Vince said:DemoCoder said:Since a renderfarm of 500 Pentium4s cannot do the Matrix in real time I have a hard time seeing how the PS3 can achieve it.
Kind of interesting that the GSCube did an interactive rendition of the opening Trinity scene back in 2000:
The "Trinity Scene" (jumping rooftops) is not done with CGI. It is a straight bluescreen effect. Most of the effects in the Matrix, with the exception of Neo touching the mirror, the bug in his stomach, and the real world sentinels, were done with traditional photography and compositing techniques.
The bullet time shots are photography combined with Image Based Rendering in the background, but they are hardly what anyone would call heavy 3D. The real world scenes actually take way more power to render.

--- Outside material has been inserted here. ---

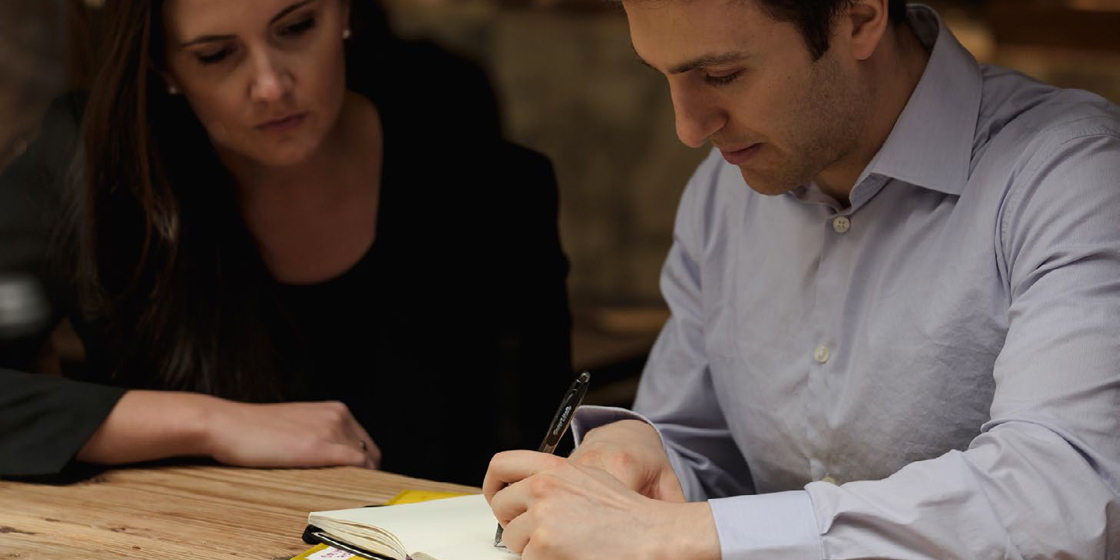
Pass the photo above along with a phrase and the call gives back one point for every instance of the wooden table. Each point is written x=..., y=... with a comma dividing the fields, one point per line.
x=196, y=512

So when someone says they render the Matrix in real time, I immediately think they are talking about the 3D rendered scenes, not the 2D photo composited scenes.
There is no way anyone can render a typical 3D industry scene in anything close to real time. NVidia likes to talk about doing Toy Story or Final Fantasy hack demos, but these are severely cut down in detail and shaders. Think ATI's Lord of the Rings Orc realtime army really is indistinguishable from the movie?

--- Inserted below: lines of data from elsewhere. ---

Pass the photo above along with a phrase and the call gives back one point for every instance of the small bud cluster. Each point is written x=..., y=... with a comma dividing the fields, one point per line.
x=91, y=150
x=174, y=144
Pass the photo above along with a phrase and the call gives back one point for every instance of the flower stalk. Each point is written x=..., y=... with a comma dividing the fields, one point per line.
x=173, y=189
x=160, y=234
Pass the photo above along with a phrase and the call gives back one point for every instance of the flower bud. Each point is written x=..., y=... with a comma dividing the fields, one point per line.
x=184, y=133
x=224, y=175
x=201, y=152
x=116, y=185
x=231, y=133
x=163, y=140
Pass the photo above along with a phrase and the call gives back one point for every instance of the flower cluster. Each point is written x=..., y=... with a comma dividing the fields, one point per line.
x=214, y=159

SCEI's 16-way GSCube said:"Eon showed a concept preview of The Matrix. It was from the scene at the beginning of the movie, the hotel ambush. What we got was a city-top view of an animated figure running and jumping across rooftops, but you couldn't distinguish from the actual film. It was in real-time."
Uh huh, yeah right. Much like we couldn't distinguish the shots of a 3D rendered Neo in Matrix Reloaded from the filmed parts?